In Kentucky, subsidiaries of PPL Corporation have initiated early-stage feasibility work with X-energy to assess deployment of the Xe-100 reactor, a high-temperature gas-cooled SMR designed for flexible baseload generation.
The collaboration between Louisville Gas and Electric Company and Kentucky Utilities reflects a broader shift in U.S. power markets, where load growth projections are beginning to outpace the pace of firm capacity additions. While renewable capacity continues to expand, the intermittency profile of wind and solar has intensified the need for dispatchable resources that can operate independently of weather conditions. Nuclear energy, particularly in modular form, is increasingly positioned as a potential complement rather than a replacement within diversified generation portfolios.
The Xe-100 design under consideration is part of a new generation of SMRs intended to address the cost overruns and construction delays associated with conventional large-scale nuclear plants. By standardizing reactor modules and reducing on-site construction complexity, developers aim to improve capital efficiency and shorten deployment timelines. However, these claims remain largely untested at commercial scale, as no Xe-100 units are currently operational. This places Kentucky’s exploration phase firmly in the category of pre-investment evaluation rather than near-term capacity planning.

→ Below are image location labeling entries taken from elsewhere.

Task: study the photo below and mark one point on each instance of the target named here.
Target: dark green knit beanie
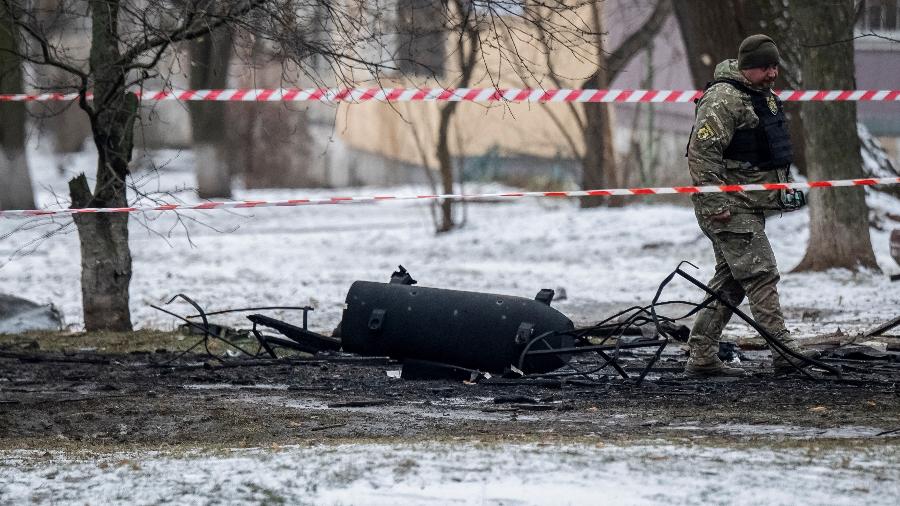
(757, 51)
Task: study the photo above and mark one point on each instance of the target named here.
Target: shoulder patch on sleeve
(705, 132)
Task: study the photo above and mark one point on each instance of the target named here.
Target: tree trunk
(598, 168)
(445, 163)
(839, 226)
(15, 182)
(105, 256)
(210, 56)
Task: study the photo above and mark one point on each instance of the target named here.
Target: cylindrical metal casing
(476, 330)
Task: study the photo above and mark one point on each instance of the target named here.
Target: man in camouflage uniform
(740, 137)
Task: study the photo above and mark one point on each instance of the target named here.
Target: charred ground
(122, 393)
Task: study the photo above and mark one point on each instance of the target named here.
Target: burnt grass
(126, 395)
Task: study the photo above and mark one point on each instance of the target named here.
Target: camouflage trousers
(745, 267)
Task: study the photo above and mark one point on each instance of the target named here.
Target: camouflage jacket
(722, 110)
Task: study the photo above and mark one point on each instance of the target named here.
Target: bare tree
(321, 40)
(210, 57)
(839, 222)
(128, 40)
(597, 157)
(15, 189)
(467, 49)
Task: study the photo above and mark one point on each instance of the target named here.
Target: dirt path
(121, 402)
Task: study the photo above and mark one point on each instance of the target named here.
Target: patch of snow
(466, 473)
(606, 259)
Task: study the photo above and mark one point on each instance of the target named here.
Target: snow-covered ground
(468, 473)
(605, 259)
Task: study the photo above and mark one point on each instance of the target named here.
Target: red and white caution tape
(358, 95)
(381, 198)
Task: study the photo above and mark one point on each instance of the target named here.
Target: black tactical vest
(768, 146)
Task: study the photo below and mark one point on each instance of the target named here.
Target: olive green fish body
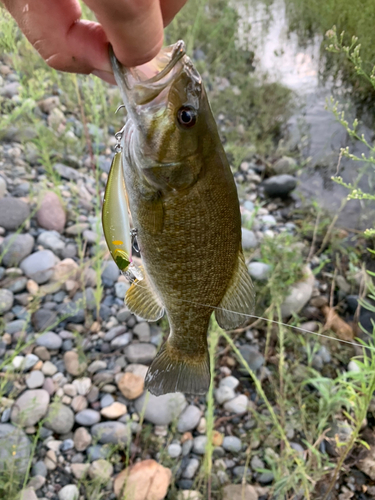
(184, 204)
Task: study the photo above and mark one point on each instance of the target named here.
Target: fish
(184, 205)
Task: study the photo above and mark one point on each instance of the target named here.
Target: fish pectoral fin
(143, 300)
(239, 298)
(174, 371)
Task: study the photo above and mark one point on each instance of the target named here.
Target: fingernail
(105, 75)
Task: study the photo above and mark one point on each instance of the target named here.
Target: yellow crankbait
(115, 216)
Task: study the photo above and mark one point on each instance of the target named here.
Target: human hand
(68, 43)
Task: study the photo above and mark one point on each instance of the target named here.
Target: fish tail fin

Policy alignment at the state level is a critical enabler of this assessment. Kentucky established the Kentucky Nuclear Energy Development Authority in 2024 to support ecosystem development, followed by a 2025 regulatory review initiated by the Kentucky Public Service Commission. More recently, the state introduced a $75 million Nuclear Reactor Site Readiness Pilot Program, offering up to $25 million per project for feasibility, permitting, and licensing activities. These measures signal an attempt to reduce early-stage project risk, particularly in areas where regulatory uncertainty has historically delayed nuclear deployment.

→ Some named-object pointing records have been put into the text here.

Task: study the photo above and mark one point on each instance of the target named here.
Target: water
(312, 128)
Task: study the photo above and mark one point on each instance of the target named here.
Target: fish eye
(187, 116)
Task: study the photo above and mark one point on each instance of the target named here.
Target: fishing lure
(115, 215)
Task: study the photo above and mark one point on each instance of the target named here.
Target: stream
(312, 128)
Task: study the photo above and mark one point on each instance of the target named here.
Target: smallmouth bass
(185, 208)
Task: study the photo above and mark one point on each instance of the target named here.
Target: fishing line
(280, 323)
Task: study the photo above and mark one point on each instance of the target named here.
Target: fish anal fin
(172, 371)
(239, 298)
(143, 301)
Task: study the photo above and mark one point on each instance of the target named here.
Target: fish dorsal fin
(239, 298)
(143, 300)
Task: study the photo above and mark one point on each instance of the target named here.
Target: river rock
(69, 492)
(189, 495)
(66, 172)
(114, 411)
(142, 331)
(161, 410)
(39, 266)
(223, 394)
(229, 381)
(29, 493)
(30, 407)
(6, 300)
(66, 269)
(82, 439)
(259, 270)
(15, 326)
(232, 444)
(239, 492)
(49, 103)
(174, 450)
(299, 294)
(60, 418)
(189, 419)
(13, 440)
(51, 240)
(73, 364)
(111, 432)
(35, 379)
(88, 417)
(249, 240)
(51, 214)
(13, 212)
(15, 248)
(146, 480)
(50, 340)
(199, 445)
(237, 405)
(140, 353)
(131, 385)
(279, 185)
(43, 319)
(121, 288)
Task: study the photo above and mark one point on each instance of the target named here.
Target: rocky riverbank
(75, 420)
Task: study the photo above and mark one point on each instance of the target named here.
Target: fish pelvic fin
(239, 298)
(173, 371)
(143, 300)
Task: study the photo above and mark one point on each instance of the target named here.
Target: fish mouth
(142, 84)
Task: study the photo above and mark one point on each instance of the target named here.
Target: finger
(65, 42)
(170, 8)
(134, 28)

The economic case for SMRs in Kentucky will ultimately depend on their ability to compete with alternative firm capacity options. Natural gas remains the dominant baseload source in the region, supported by established infrastructure and relatively low fuel costs. For SMRs to gain traction, they must demonstrate cost competitiveness not only in levelized terms but also in financing structures, where nuclear projects have traditionally faced high capital costs and extended payback periods. The modular approach is intended to mitigate these challenges, but without operational benchmarks, cost assumptions remain speculative.
Large load customers are emerging as a potential driver of this transition. Data centers, in particular, require high reliability and are less sensitive to short-term price fluctuations than traditional retail demand. Utilities are increasingly exploring dedicated generation solutions to serve these customers, including nuclear, as part of long-term power purchase or co-investment models. In Kentucky, this dynamic is explicitly referenced as part of the feasibility scope, indicating that demand-side alignment could play a role in project viability.
At the system level, the integration of SMRs would represent a structural shift in how utilities balance reliability and decarbonization. Unlike intermittent renewables, nuclear generation provides continuous output, reducing reliance on storage or peaking capacity. However, this also introduces operational rigidity, particularly in systems with high renewable penetration, where flexible generation is required to manage variability. Advanced reactor designs such as the Xe-100 aim to offer greater load-following capability, but real-world performance data is not yet available.